Depuis plusieurs années, la question de la sécurité dans les gymnases scolaires refait surface à l’Île-du-Prince-Édouard. En cause : une présence limitée de matelas protecteurs le long des murs, généralement concentrés sous les paniers de basketball, alors que l’ensemble des murs demeure exposé lors d’activités sportives.
À l’origine de la démarche actuelle se trouve Johanne Waite, de Stratford, dont deux fils fréquentent l’École François-Buote, à Charlottetown, et pratiquent des sports scolaires. Après qu’un de ses garçons ait été projeté contre un mur de béton lors d’un match à Kensington, elle a entrepris une série de démarches auprès des autorités scolaires et gouvernementales, appuyées par des demandes d’accès à l’information.
Des chiffres obtenus par accès à l’information
Les réponses reçues dans le cadre de ces demandes permettent de dresser un portrait chiffré des blessures survenues dans les gymnases.
Du côté de la Commission scolaire de langue française, on indique que 40 incidents impliquant des élèves blessés après avoir heurté un mur ont été recensés entre 2015 et 2025 dans ses six écoles, soit une moyenne d’environ quatre incidents par année. La commission précise toutefois ne pas compiler les données relatives aux interventions médicales qui s’en sont suivies.
Dans le réseau anglophone, la Public School Branch a fourni des rapports d’incident couvrant une période de deux ans, de 2023 à 2025, pour les écoles intermédiaires et secondaires. Au total, 17 élèves y ont été blessés après avoir frappé un mur de gymnase, ce qui représente environ huit incidents par année.
Les formulaires d’incident consultés décrivent des situations variées : chutes lors d’activités de course, collisions entre élèves, glissades en poursuivant un ballon ou pertes d’équilibre lors de jeux comme le basketball, le football intérieur ou le hockey cosom.

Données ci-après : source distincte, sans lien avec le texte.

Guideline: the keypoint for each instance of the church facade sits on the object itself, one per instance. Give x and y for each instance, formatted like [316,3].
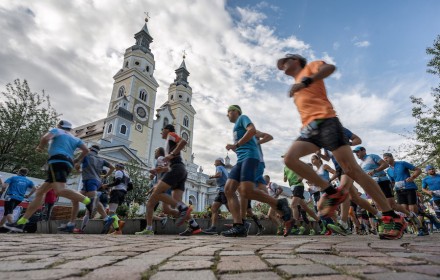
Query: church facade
[131,130]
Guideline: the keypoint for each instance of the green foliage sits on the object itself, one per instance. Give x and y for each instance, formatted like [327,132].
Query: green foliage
[141,181]
[24,117]
[427,129]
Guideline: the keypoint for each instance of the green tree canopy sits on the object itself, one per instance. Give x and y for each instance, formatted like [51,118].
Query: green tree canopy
[24,117]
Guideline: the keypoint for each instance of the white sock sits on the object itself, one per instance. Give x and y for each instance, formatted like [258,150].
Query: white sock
[379,215]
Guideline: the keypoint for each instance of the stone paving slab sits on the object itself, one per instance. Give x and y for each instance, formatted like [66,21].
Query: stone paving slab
[73,257]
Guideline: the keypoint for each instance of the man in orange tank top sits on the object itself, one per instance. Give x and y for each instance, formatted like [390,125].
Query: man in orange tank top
[322,129]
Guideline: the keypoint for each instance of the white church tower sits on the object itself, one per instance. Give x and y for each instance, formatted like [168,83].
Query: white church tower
[130,114]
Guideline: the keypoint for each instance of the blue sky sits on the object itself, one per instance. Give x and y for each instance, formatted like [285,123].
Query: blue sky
[72,49]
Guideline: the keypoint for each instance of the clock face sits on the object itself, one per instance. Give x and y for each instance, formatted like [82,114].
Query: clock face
[141,112]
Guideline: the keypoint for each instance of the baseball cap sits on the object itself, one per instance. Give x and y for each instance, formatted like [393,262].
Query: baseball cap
[221,160]
[170,127]
[429,167]
[358,148]
[301,59]
[65,124]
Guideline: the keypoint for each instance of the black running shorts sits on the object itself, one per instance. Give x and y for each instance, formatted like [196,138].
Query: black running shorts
[58,172]
[408,197]
[298,191]
[176,177]
[329,135]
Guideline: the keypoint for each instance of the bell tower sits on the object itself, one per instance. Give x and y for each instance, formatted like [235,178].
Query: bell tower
[131,109]
[179,100]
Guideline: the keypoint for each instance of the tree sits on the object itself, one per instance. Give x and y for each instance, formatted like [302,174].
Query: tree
[427,129]
[140,181]
[24,117]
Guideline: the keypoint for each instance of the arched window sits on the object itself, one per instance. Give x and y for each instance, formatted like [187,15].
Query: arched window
[185,137]
[123,129]
[121,91]
[186,121]
[143,95]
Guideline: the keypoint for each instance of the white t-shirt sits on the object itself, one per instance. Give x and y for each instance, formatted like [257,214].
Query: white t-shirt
[272,188]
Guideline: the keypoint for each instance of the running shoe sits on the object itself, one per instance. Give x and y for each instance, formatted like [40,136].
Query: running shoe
[145,232]
[89,207]
[66,228]
[248,226]
[107,224]
[280,230]
[284,208]
[235,231]
[14,227]
[393,227]
[184,216]
[330,203]
[164,221]
[287,227]
[260,230]
[337,228]
[211,230]
[191,231]
[78,231]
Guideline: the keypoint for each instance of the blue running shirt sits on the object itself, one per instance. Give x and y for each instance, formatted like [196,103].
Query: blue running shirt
[18,185]
[63,143]
[399,173]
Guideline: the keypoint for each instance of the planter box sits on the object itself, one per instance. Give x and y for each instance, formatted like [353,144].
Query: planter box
[134,225]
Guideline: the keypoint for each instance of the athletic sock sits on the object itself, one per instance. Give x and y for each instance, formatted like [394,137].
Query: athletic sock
[181,206]
[22,221]
[193,224]
[115,221]
[330,190]
[390,213]
[255,218]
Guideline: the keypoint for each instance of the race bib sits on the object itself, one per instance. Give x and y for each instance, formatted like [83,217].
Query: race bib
[400,185]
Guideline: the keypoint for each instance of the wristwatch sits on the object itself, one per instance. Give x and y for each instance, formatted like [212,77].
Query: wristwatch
[307,81]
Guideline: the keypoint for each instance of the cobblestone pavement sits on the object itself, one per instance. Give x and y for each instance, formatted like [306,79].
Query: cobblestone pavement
[62,256]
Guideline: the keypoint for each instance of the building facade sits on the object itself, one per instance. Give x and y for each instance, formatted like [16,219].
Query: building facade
[131,130]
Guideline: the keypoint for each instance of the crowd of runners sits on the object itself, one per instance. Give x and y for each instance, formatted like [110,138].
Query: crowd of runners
[338,206]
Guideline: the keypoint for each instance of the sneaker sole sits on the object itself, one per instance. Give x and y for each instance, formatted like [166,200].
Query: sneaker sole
[337,229]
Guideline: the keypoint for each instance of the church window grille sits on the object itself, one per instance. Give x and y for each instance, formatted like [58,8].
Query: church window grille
[186,121]
[123,129]
[121,91]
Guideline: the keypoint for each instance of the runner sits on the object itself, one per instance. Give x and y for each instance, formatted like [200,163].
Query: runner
[322,129]
[275,191]
[61,161]
[243,174]
[406,189]
[221,176]
[295,183]
[119,189]
[175,180]
[92,166]
[16,188]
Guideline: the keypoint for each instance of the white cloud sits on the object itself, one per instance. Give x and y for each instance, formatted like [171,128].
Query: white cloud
[362,44]
[72,49]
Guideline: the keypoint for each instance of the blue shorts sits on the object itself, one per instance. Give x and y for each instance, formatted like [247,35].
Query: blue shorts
[245,171]
[260,174]
[91,185]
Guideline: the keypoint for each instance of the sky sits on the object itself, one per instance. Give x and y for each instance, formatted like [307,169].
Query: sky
[72,50]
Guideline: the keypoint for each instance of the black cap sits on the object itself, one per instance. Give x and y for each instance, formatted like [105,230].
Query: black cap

Plusieurs mentions font état de contacts directs entre la tête de l’élève et un mur de béton.
Des normes existantes, mais limitées
Le ministère de l’Éducation et de la Petite enfance rappelleque des directives provinciales encadrent déjà la sécurité dans les gymnases scolaires. Ces normes sont regroupées dans le document «Physical Education Safety Guidelines K-12», applicable tant au réseau anglophone qu’au réseau francophone.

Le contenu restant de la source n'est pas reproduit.